Deux présumés proxénètes restent détenus

Julien St-Denis, à gauche, et Tristan-Emmanuel Southière, à droite, font face à de graves accusations. (Photo: Facebook)

Les juges, Bertand St-Arnaud et Marie Chantal Doucet, ont tranché. Julien St-Denis, et Tristan-Emmanuel Southière demeurent détenus pour le reste des procédures judiciaires. Le duo fait face à de graves accusations en lien avec le proxénétisme.

La juge Doucet avait déjà fait connaitre sa décision dans la cause de Tristan-Emmanuel Southière. Devant la  gravité des accusations, la magistrate est venue à la conclusion que la détention de Tristan-Emmanuel Southière était nécessaire. Pour sa part, l’enquête sur remise en liberté de Julien St-Denis s’est déroulée sur deux jours, soit les 15 et 18 octobre. Toutefois, le résultat est le même. Le jeune homme de 18 ans reste en détention.

Julien St-Denis fait face à 19 chefs d’accusation. Un des plus importants, soit d’avoir amené une adolescente de 13 ans à offrir ou à rendre des services sexuels moyennant rétribution, prévoit une peine minimale de détention de cinq ans s’il est reconnu coupable.

Violence physique, drogues et menaces

Lors de l’enquête pour remise en liberté, le juge St-Arnaud a fait le récit des faits. Le magistrat a expliqué que selon la preuve, le 4 août 2018 à Salaberry-de-Valleyfield, Julien St-Denis et Tristan-Emmanuel Southière ont fortement insisté pour qu’une adolescente de 13 ans et une jeune femme de 19 ans fassent de la prostitution. « Selon les faits qui ont été présentés devant le tribunal, vous auriez donné de la drogue (MDMA) aux présumées victimes, relate le juge St-Arnaud envers Julien St-Denis. Par la suite, vous auriez pris des photos suggestives d’elles pour les publier sur un site internet d’escortes.

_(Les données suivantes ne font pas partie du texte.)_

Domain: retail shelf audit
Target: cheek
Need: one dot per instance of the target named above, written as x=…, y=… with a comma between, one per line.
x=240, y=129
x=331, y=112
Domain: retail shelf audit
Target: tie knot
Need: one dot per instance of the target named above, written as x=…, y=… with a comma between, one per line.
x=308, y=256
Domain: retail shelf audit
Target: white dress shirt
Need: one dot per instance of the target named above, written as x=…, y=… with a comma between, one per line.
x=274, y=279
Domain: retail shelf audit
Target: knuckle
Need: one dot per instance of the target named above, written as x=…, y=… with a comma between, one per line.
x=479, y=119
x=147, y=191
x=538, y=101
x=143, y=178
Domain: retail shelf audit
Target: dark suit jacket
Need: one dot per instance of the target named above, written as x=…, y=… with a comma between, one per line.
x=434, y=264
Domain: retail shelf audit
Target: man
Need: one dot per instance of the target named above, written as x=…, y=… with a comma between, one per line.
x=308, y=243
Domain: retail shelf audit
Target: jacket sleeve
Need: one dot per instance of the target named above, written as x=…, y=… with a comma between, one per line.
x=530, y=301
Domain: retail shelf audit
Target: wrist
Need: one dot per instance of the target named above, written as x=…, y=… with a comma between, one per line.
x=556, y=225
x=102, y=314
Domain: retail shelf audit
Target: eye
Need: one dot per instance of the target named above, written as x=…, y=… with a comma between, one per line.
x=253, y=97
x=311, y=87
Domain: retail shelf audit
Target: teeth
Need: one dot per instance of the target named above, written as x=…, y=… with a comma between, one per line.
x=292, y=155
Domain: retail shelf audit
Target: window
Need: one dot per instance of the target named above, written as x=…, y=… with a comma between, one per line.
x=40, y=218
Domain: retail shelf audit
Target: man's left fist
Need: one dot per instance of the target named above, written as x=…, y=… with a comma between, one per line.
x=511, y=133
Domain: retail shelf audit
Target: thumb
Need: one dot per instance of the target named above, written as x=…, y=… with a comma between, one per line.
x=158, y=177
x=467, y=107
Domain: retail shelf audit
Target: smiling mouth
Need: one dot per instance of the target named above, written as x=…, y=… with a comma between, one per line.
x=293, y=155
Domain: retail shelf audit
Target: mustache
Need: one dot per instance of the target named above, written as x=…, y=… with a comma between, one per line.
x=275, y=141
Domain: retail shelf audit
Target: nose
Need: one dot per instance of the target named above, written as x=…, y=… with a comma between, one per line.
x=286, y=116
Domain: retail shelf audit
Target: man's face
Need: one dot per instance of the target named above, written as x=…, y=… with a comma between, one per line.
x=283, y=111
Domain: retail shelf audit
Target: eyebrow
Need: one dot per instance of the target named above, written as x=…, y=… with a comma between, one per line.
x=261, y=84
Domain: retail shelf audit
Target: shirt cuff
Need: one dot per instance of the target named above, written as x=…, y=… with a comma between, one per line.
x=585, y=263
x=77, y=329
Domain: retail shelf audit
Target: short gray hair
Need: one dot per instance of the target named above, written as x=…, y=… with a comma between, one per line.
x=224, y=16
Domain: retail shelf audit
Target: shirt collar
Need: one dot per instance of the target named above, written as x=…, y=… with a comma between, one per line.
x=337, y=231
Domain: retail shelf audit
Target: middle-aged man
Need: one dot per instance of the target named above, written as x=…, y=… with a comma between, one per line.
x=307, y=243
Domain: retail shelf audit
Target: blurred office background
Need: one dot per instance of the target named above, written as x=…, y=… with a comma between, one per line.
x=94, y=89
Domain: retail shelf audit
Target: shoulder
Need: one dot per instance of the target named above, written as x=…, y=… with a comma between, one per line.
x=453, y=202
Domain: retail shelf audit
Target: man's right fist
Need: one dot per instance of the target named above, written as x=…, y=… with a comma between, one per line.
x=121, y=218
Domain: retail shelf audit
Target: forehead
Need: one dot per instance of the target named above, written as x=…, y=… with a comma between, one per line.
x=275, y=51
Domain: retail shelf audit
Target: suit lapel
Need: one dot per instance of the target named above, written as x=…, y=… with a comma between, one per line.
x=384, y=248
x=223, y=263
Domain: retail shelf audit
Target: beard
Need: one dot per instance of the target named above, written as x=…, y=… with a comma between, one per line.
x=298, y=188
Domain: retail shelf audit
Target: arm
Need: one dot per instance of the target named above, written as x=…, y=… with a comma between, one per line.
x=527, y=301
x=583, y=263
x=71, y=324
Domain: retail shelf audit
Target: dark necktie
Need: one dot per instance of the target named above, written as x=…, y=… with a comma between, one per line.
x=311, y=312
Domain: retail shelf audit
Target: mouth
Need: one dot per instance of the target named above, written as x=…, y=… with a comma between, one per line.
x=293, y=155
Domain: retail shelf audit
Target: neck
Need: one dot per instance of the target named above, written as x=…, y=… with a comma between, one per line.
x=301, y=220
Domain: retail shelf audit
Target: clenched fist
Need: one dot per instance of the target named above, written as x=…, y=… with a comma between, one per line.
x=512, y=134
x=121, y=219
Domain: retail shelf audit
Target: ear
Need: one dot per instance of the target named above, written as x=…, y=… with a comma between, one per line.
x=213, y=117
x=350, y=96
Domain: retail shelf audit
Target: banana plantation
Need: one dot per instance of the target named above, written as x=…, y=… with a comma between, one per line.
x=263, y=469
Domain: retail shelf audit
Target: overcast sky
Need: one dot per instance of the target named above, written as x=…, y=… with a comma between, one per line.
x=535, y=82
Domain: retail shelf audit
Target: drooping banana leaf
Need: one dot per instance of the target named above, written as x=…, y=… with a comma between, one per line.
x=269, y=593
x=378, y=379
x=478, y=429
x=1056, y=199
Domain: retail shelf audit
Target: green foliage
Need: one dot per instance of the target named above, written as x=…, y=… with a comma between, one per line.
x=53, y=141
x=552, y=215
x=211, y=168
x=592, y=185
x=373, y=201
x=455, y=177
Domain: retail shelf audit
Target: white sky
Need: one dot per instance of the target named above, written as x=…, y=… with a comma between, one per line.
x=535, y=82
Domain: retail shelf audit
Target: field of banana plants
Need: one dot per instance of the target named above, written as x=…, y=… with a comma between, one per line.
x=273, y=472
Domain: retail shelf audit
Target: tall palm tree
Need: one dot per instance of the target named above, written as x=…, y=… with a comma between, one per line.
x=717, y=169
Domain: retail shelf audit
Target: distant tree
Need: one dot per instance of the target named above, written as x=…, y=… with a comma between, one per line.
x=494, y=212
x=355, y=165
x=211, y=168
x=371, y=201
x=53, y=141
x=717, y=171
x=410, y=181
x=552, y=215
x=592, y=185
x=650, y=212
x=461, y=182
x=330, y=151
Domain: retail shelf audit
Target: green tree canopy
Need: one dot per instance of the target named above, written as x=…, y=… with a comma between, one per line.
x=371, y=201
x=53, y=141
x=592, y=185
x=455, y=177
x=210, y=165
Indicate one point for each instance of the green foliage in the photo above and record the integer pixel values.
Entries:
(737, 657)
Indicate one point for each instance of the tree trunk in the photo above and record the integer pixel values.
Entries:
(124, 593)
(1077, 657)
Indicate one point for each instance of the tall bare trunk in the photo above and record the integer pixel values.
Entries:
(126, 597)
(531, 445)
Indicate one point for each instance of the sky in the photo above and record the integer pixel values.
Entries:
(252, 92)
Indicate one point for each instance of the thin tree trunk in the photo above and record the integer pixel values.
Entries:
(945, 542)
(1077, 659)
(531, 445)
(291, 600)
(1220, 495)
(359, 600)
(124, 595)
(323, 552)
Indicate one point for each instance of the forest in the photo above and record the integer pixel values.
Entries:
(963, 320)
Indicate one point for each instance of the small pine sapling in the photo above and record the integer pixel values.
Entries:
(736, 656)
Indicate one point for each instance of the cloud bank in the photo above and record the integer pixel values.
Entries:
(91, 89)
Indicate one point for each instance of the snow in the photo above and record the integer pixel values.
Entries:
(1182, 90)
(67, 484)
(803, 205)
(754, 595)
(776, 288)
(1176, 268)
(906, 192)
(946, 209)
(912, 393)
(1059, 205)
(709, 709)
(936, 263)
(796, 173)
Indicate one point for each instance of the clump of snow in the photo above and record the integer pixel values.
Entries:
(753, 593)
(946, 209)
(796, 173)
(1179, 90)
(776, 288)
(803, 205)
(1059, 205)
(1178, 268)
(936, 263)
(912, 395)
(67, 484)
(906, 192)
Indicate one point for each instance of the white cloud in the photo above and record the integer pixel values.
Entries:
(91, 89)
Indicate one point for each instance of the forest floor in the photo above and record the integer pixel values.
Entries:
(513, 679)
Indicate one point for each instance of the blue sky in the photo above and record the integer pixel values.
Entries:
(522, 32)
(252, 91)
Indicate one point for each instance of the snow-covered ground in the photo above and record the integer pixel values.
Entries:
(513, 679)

Julien St-Denis aurait également battu physiquement une de ses présumées victimes. « Un témoin explique que vous avez battu la dame de 19 ans, indique le magistrat. En plus, vous avez commis une multitude de méfaits sur sa voiture. Elle a fait une plainte à la police, mais vous l’auriez menacé de mort pour qu’elle retire sa plainte. Ce qu’elle a finalement fait. Dans la déclaration de la dame de 19 ans, elle a expliqué qu’elle a été dans l’obligation de se prostituer à raison de huit clients par jour. »

En guise de garantie de bonne conduite, Tristan-Emmanuel Southière a offert à la Cour de déposer 500 $. Devant le refus de la juge, un membre de la famille de Julien St-Denis a offert 10 000 $, s’il était remis en liberté en plus de lui fournir un emploi. L’homme qui est venu à la barre a assuré qu’il en ferait un homme. Cependant, le juge St-Arnaud ne s’est pas laissé impressionner pour le montant proposé et les garanties d’une bonne conduite.

« Quand je regarde l’ensemble des éléments et que je regarde, comme le dit la Cour Suprême, les quatre motifs que le législateur dit de considérer, je ne peux qu’ordonner la détention de l’accusé afin ne pas miner la confiance du public envers la justice compte tenu de toutes les circonstances.

L’avocate de Julien St-Denis, Me Valérie Lamadeleine, a semblé surprise par la décision du tribunal. D’ailleurs, elle a insisté pour que le juge prenne en considération la présomption d’innocence. « Tout portait à croire que Tristan-Emmanuel Southière était en grande partie la tête dirigeante dans le dossier », précise Me Lamadeleine.

Pour sa part, la procureure du Directeur des poursuites criminelles et pénales, Me Mylène Brown, a souligné au juge St-Arnaud que les probabilités d’une condamnation étaient élevées et que selon la preuve, Julien St-Denis est l’instigateur. Que son degré de participation aux faits reprochés était élevé. Qu’il était du devoir du tribunal de protéger la société ainso que la confiance du public envers le système judiciaire.

À la suite de la décision du juge, les juristes ont convenu que la cause revient devant la Cour le vendredi 7 décembre et que la présence de l’accusé ne serait pas requise. « Vous appellerez votre avocat le lendemain du centre de détention pour savoir ce qui en a été dit », conclut le juge St-Arnaud.